D.J. related how he dropped off a videotape of his Tri-Valley playing days at the Sacred Heart football office.
“I was going here anyway,” Dymond said. “They have nice facilities and I was interested in the athletic trainer program.”
His freshman season “was difficult,” Dymond said. “We only won two games… I started the last five games, but at the end I still doubted myself.”
The following spring, during the “mini-season,” Dymond moved from linebacker to defensive tackle, and said he started to gain confidence at the beginning of his sophomore year.
He has put on 40 lbs. since high school, and with the benefit of off-season conditioning and weight training is much stronger.
“Even though I gained weight I’m maintaining my speed,” Dymond noted.
Regarding his increasing skill on the field, Dymond said, “I guess with experience you get to read offenses better, and put yourself in better positions.”
“D.J. has increased his strength and his speed,” Fleming agreed.
Under Fleming, who has a wealth of Division I and I-A coaching experience, Sacred Heart had its best year ever, finishing 10–1 overall and 7–1 in the Northeast Conference (NEC). Only Robert Morris, with an 8–0 mark, beat out the Pioneers.
For his efforts in turning around a program which had gone 2–9 in 1999, Fleming was tabbed 2000 NEC Coach of the Year.
“We hope to go undefeated next fall, and take [the conference championship] back from Robert Morris,” Dymond said.
Fleming feels confident about the 2001 season, saying he has most of his team back.
Unsung — Not Unnoticed
Linemen are often unappreciated, except by their coaches and teammates. Their exploits may not make the highlight film, but their efforts are highlighted by a close study of game films.
“D.J. is a mainstay of the defense at defensive tackle,” Fleming praised. “If he breaks down, then the whole line breaks down. What he does on a day-to-day basis allows others to do their job.

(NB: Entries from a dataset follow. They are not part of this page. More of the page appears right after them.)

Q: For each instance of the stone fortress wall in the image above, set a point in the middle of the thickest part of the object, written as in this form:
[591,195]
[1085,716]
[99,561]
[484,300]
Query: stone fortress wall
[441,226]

“D.J. understands the vital nature of what he does,” Fleming added.
The Pioneers ranked second in the nation’s Division I-AA ranks in scoring defense, allowing just 13.4 ppg.
Teammates have voiced their appreciation of Dymond by naming him one of the captains for next fall.
“He’s everything you want in a football player,” Fleming said. “He leads by example, on and off the field.”
Time Management
Dymond said he is taking five classes and 15 credits this semester “and I’ve been doing progressively better academically. I’ve gotten better at time management.”
To fulfill the requirements of one of his clinical classes, Dymond put in time as athletic trainer “in training” with the women’s basketball team.
In the off-season, Dymond starts his conditioning at 6 a.m.
Being on the football team demands a lifestyle of unusual dedication.
A lot of things can suffer — like grades,” Dymond said. “You sacrifice a lot. You can’t do what other students do.”
Over his college years, Dymond has had a chance to face teammates turned out by T-V football coach Max Stolzenberg.
In his first two seasons Sacred Heart played Siena, where fellow ’98 alumnus Justin Mootz has established his credentials as starting linebacker.
He has also been on opposite sides of the field from J.R. Ackerley (Iona) and Tom Conjura (Wagner).
“I’ve no regrets going out for the team,” Dymond said. “It keeps me busy.”
Sacred Heart must be the Dymonds’ school of choice because D.J.’s brother Tim, a 2000 Tri-Valley grad, also chose to go there.
“Tim saw playing time late in games — at linebacker, where I want to play,” D.J. said with a touch of envy.
But Coach Fleming said he plans to move Tim to the defensive line as well.
“He’s got great promise,” Fleming said of Tim. “He hits like a truck. I have great expectations that he’ll turn out to be a similar player [as D.J.]”
“The intensity level is amazing,” said Tim, who had four tackles against Central Connecticut State. “You live football 24 hours a day.”